Employment and Pay for Registered Nurses in Ohio’s Healthcare Facilities
Choosing where to work as an RN in Ohio is an important part of the planning process. If money is your primary concern, working in hospitals ($68,780) and outpatient care centers ($70,110) will pay the best. If you’re looking for a job, hospitals win out again, with more than 72,150 RN positions available across the state.
Job Prospects for Registered Nurses in Ohio (2018-2023)

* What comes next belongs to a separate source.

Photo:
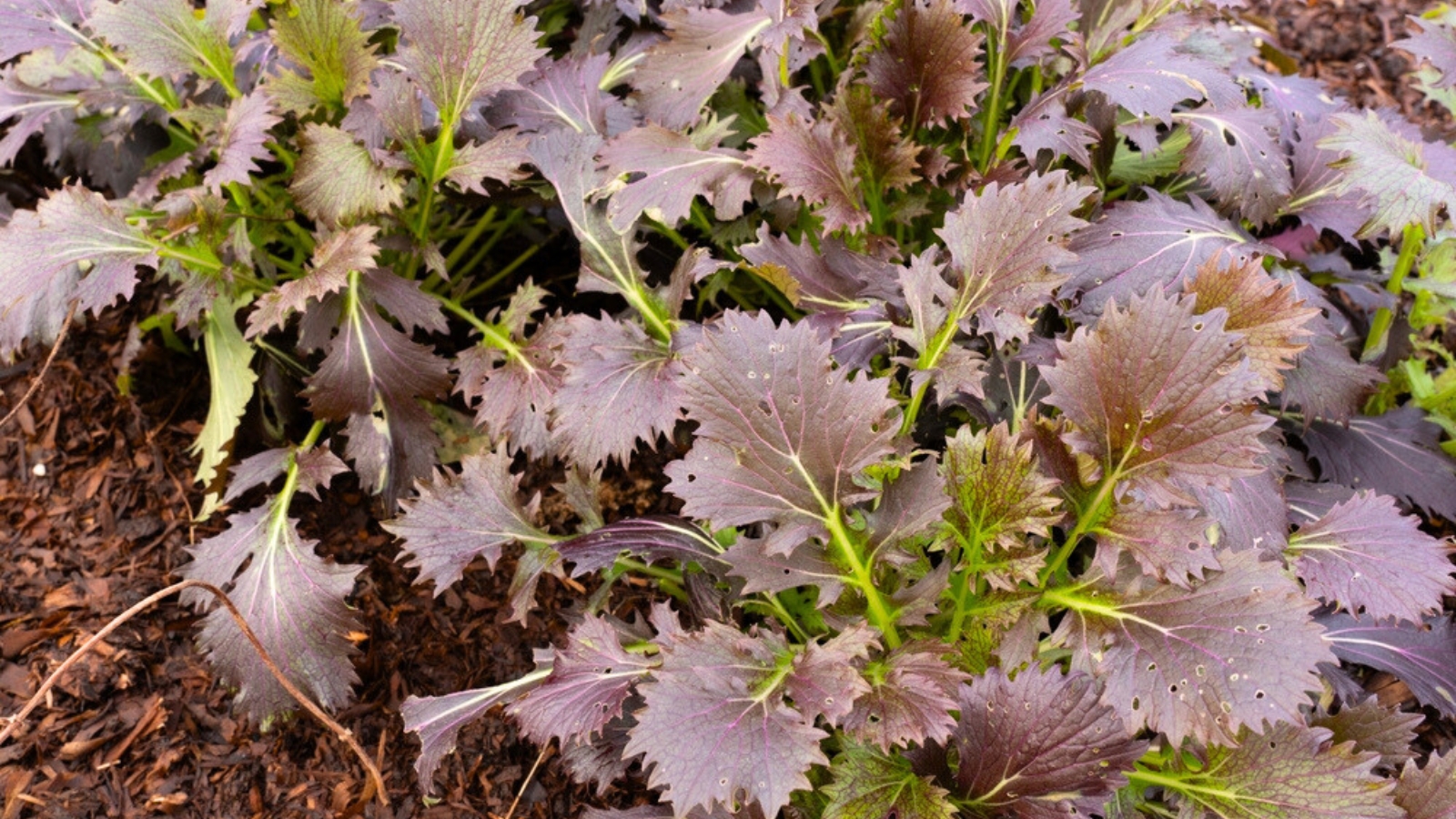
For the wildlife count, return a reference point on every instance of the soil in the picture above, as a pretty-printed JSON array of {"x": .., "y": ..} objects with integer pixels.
[{"x": 96, "y": 500}]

RN employment in Ohio is expected to expand by 6.64 percent over the next five years, which is in line with the national average for all occupations. Though this rate of development is slower than in other states, it is crucial to note that neither the cost of living nor the general population in Ohio tends to fluctuate as rapidly as in other regions of the country, ensuring moderate but constant growth. To put it another way, you’ll have a lot of work options, especially in larger metro regions like Cleveland, Cincinnati, and Akron.
Which Ohio metro areas are employing the most registered nurses?
Cleveland, Ohio’s largest city, also has the highest number of registered nurses (RNs), with 25,270. Cincinnati, which is home to the University of Cincinnati and its affiliated College of Medicine, is next in line. Many RNs (23,970) help to keep things moving ahead since groundbreaking research is being performed at this college. In comparison, smaller Ohio communities like Mansfield and Springfield employ just 1070 and 1040 registered nurses, respectively.